Surprisingly, the local veterinary community does not disclose information, data or insights about the level of obesity in the Mexican pet population.

Link between pet obesity and pet food market growth?

It is not difficult to realize that, in most cases, pet obesity is a result of an excess of caloric intake for the animal’s energy needs. At the same time, it is essential to understand the combination of factors driving growth in the pet food market. From the demand side, these factors are pet population, caloric penetration and overfeeding.

As caloric penetration and the pet population rise in most Latin American markets, the industry may be ignoring the overfeeding effect.

Pet owners ignoring manufacturer feeding guidelines 

Pet owners are likely feeding their pets according to the pets’ appetites, rather than manufacturers’ guidelines on the pet food packaging labels. This often leads to overfeeding.

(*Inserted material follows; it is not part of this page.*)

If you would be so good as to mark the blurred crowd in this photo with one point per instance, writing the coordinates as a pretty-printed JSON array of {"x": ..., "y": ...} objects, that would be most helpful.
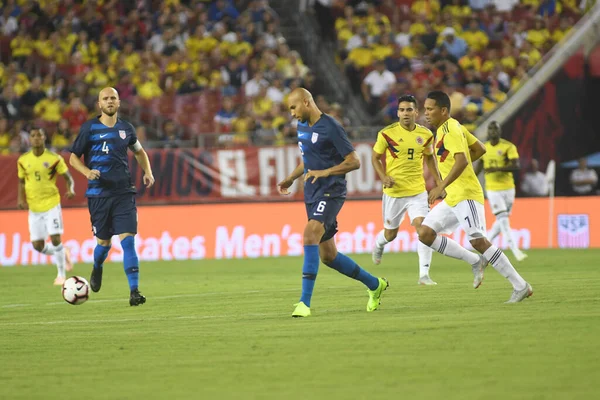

Triplethree International estimates that pet food overfeeding is between 1% and 1.5% of the total pet food consumption in Mexico. This estimation is simply what’s left of the growth rate after deducting population growth and the increase in caloric penetration. In other words, if the market sold 1 million metric tons in one year, about 10 to 15 thousand tons of pet food were attributable to overfeeding.

Overweight and obesity in Mexican dogs and cats might not be quite critical today, yet this problem could eventually boost the expenses of medical treatments, which may hinder or reshape the future development of the pet food industry in Mexico.